Home > News > Atlantic Chambers’ barrister Martin Mensah on the student fees hike
Atlantic Chambers’ barrister Martin Mensah on the student fees hike
01/01/2011

Many headlines have been dedicated to the Government’s decision to raise university tuition fees.
There were violent and unsavoury protests including the defacing of Winston Churchill’s statue, attacking the heir to the throne and smashing the Supreme Court’s windows.
Some advance the argument that students benefit from a university education and therefore must entirely foot the bill.
Others feel great sympathy for students facing tuition fees of £9,000 per year and the concomitant debt burden.
From an employment law perspective it raises the question of whether this situation could be exploited in the workplace.

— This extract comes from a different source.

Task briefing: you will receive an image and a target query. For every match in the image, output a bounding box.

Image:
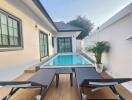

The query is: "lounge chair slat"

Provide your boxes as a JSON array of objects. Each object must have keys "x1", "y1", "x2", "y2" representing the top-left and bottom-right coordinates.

Take a young graduate couple starting a home and family, attempting to fund a deposit and other bills as well as repaying loans of (jointly) £54,000 plus interest.
They inevitably enter employment in a weaker financial position and one wonders how keen they will be to assert their rights under the law.
Will they be less willing to react when confronted by a boss seeking to impose more onerous contractual terms and conditions than those agreed, or experiencing bullying and harassment in the workplace?
The students should enjoy their protests now. In the future with the spectre of such huge debts, such expressions of dissent may be all too rare an event.